Can neural networks approximate any function given enough hidden neurons?

Machine Learning Problem Overview

I understand neural networks with any number of hidden layers can approximate nonlinear functions, however, can it approximate:

f(x) = x^2

I can't think of how it could. It seems like a very obvious limitation of neural networks that can potentially limit what it can do. For example, because of this limitation, neural networks probably can't properly approximate many functions used in statistics like Exponential Moving Average, or even variance.

Speaking of moving average, can recurrent neural networks properly approximate that? I understand how a feedforward neural network or even a single linear neuron can output a moving average using the sliding window technique, but how would recurrent neural networks do it without X amount of hidden layers (X being the moving average size)?

Also, let us assume we don't know the original function f, which happens to get the average of the last 500 inputs, and then output a 1 if it's higher than 3, and 0 if it's not. But for a second, pretend we don't know that, it's a black box.

How would a recurrent neural network approximate that? We would first need to know how many timesteps it should have, which we don't.
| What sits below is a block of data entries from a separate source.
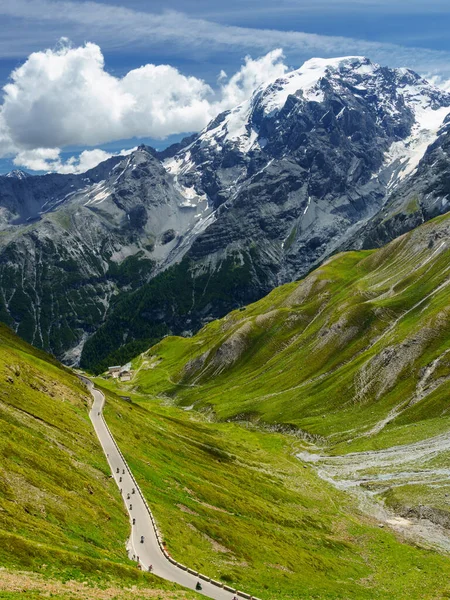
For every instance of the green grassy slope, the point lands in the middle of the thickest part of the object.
(355, 357)
(60, 514)
(235, 503)
(332, 353)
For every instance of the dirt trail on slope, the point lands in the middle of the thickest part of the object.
(380, 470)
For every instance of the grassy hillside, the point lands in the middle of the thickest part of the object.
(332, 354)
(61, 517)
(236, 503)
(354, 358)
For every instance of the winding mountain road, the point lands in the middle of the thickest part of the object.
(149, 552)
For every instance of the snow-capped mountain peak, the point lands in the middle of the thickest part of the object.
(17, 174)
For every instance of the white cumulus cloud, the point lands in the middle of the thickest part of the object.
(65, 96)
(49, 159)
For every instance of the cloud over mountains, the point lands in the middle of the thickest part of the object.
(65, 97)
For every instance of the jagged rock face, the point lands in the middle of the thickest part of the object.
(61, 271)
(422, 195)
(161, 242)
(293, 169)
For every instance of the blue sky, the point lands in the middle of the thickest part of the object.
(203, 37)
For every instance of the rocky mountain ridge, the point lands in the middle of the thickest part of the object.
(154, 243)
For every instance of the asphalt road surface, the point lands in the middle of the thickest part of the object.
(148, 552)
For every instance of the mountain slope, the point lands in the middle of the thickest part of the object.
(267, 191)
(292, 173)
(420, 196)
(355, 357)
(60, 515)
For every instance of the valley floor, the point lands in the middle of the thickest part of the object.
(236, 503)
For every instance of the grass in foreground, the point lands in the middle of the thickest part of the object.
(236, 504)
(60, 514)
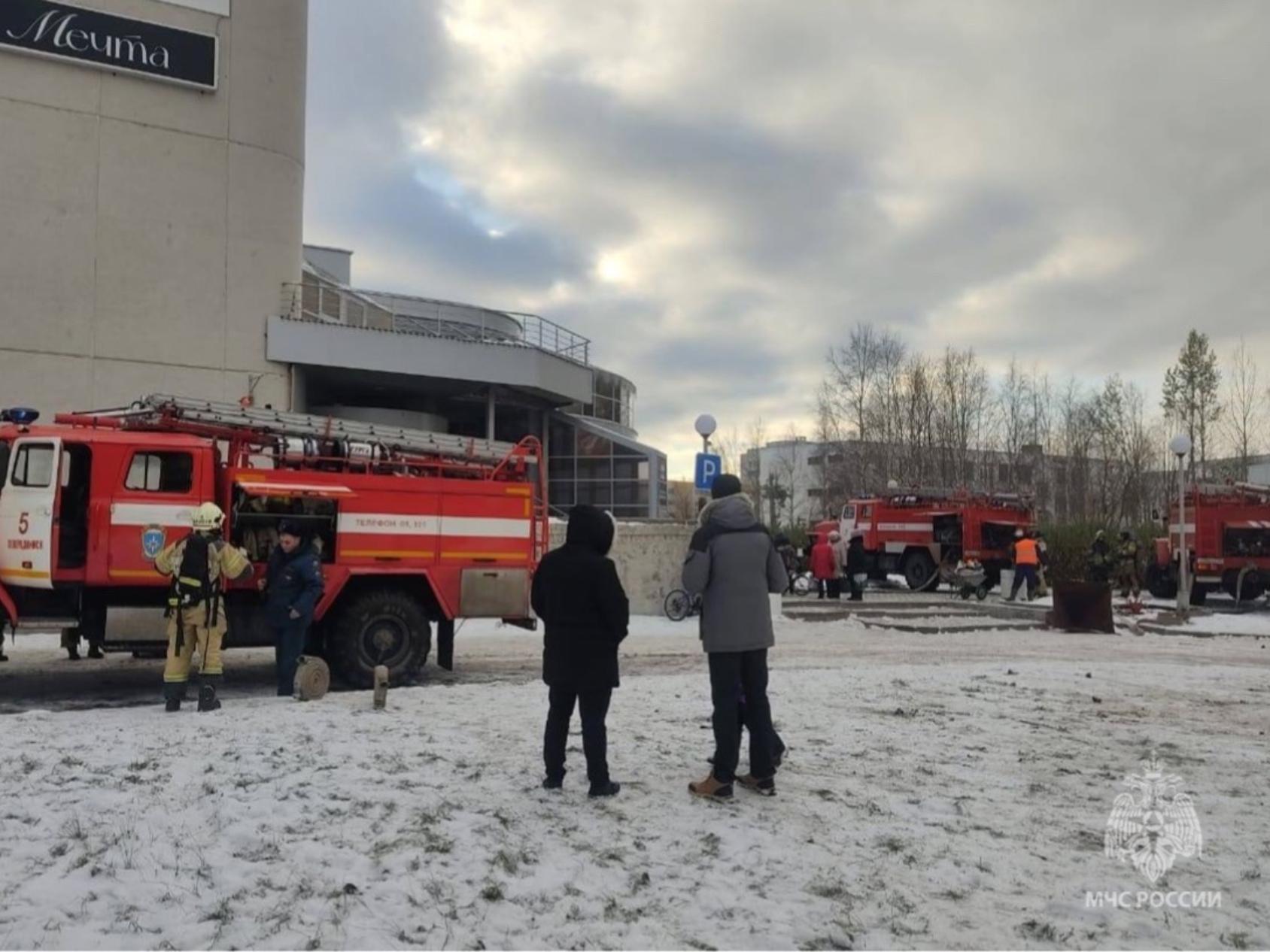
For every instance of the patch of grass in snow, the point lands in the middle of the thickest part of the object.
(892, 844)
(507, 862)
(1038, 931)
(826, 942)
(834, 890)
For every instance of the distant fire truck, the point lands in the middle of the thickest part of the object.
(912, 532)
(415, 527)
(1227, 542)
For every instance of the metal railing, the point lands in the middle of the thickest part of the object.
(330, 305)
Perhaps a LSTM network could, but even then, what if it's not a simple moving average, it's an exponential moving average? I don't think even LSTM can do it.

Even worse still, what if f(x,x1) that we are trying to learn is simply

f(x,x1) = x * x1

That seems very simple and straightforward. Can a neural network learn it? I don't see how.

Am I missing something huge here or are machine learning algorithms extremely limited? Are there other learning techniques besides neural networks that can actually do any of this?

Machine Learning Solutions

Solution 1 - Machine Learning

The key point to understand is compact:

Neural networks (as any other approximation structure like, polynomials, splines, or Radial Basis Functions) can approximate any continuous function only within a compact set.

In other words the theory states that, given:

A continuous function f(x),
A finite range for the input x, [a,b], and
A desired approximation accuracy ε>0,

then there exists a neural network that approximates f(x) with an approximation error less than ε, everywhere within [a,b].

Regarding your example of f(x) = x², yes you can approximate it with a neural network within any finite range: [-1,1], [0, 1000], etc. To visualise this, imagine that you approximate f(x) within [-1,1] with a Step Function. Can you do it on paper? Note that if you make the steps narrow enough you can achieve any desired accuracy. The way neural networks approximate f(x) is not much different than this.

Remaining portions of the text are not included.